The child`s killing brought international journalists to Ni`ilin, reporting on angry youths marching in the streets, senior political figures of all the feuding Palestinian factions crowding the bereaved family`s home.
The boy`s mother -- heavily pregnant -- was sitting catatonic on a sofa. An aunt, Umm Mala, spoke to journalists: `He was such a wonderful boy. He loved so much to play football, he was the best of all the boys in Arabic classes.`
In north Tel-Aviv, more than 150 Israelis -- Anarchists joined by Gush Shalom and others -- gathered with drummers marching at the head of a protest procession and with signs `Goliath killed David` / `Soldier, refuse to take part in war crimes!` / `Security cannot be built on the bodies of children` / `Hast thou robbed and also murdered?` Many carried a simple poster with the picture of the boy and the inscription: `Ahmad Moussa, 1998-2008.`
Outside the ornate lobby of the exclusive Akirov apartment tower -- home to Defence Minister Barak -- a hour-long stand-off with police, demonstrators chanting again and again `Barak, Barak, Hey hey hey, how many kids did you kill today!`
At the same hour in Ni`ilin passions ran high.
In the aftermath of the funeral, youths erected barricades of rubble on the main road, in order to bar an IDF-escorted excavator from reaching the construction site. When the shovel started clearing a path, it was driven back by a hail of stones, and some fifty soldiers started shooting wildly. One of the `crowd control` rubber coated steel bullets hit 17-year old Yusef Amireh in the head. Taken to a Ramalla hospital, he was declared brain dead.

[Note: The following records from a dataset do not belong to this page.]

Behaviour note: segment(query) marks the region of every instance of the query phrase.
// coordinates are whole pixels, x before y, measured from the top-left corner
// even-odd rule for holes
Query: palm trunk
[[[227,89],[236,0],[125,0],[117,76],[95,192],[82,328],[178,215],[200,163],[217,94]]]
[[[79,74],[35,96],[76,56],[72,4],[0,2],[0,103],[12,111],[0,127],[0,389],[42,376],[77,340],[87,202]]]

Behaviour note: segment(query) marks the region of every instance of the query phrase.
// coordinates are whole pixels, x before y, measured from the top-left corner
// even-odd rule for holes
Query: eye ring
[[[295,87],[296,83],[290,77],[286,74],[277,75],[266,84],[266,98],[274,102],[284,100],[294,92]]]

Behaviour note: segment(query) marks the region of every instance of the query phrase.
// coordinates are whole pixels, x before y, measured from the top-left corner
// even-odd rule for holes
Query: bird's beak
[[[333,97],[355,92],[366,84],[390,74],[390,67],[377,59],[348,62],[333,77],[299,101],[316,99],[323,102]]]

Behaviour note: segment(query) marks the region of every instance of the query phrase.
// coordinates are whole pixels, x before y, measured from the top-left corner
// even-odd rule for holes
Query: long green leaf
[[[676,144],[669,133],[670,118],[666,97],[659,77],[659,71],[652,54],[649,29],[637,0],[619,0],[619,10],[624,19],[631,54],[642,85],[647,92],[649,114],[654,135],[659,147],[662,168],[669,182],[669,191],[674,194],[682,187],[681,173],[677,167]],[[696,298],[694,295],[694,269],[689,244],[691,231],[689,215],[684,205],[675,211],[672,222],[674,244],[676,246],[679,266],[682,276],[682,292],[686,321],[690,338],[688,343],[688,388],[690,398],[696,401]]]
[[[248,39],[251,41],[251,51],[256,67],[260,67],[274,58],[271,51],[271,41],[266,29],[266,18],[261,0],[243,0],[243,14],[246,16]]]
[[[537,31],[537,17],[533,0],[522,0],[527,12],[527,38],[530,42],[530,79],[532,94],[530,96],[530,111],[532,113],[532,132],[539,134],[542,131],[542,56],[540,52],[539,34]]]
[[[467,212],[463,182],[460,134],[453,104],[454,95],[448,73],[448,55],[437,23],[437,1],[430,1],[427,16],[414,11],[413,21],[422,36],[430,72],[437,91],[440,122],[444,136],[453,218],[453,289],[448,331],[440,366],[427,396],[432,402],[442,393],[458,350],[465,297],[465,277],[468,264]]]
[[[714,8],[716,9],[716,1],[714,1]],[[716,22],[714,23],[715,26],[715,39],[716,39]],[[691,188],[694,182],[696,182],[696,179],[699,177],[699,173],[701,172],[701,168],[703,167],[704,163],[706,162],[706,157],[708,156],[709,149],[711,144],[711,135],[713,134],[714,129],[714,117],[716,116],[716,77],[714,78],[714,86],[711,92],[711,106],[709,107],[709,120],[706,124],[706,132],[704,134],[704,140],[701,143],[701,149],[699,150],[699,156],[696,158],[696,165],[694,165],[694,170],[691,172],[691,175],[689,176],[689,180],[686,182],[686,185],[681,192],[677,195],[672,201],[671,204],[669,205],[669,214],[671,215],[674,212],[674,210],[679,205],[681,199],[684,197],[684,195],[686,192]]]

On the following morning, the Ni`ilin villagers were reinforced by numerous Palestinians from other villages. A crowd of more than a thousand moved up towards the soldiers, carrying photos of the two victims. At first they were greeted by the usual salvos of tear gas and rubber bullets, but suddenly the soldiers -- apparently on order from higher authority -- turned back.
There were no further confrontations as the crowd advanced and thoroughly tore up the `temporary military fences`, consisting of three layers of razor wire, which had been set up along two kilometres of the Ni`ilin lands.
Three days later, the expected news came from the hospital -- Yusef Amireh was officially dead and his body released to the family for burial. That evening, forty Anarchists arrived at the home of Colonel Aviv Reshef, in charge of military operations at Ni`ilin, where they stood chanting `Come out, look us in the eye!` and `Look at the blood on your hands!` Arriving police soon ordered them away. On their firm refusal no less than 23 were dragged to the police vans and spent the night in detention.
...caught on camera
The two killings at Ni`ilin were duly reported by the Israeli media. However, the army`s perfunctory investigations, `proving` that the soldiers in both cases had `acted properly, in self-defence` were taken at face value.
A case that did shock the general public was that of a soldier firing a rubber bullet at the leg of a handcuffed and blindfolded Palestinian prisoner. In this case, the victim escaped with a painful toe and no permanent harm. (It was Ashraf Abu-Rahma, a Bil`in activist on a solidarity visit.)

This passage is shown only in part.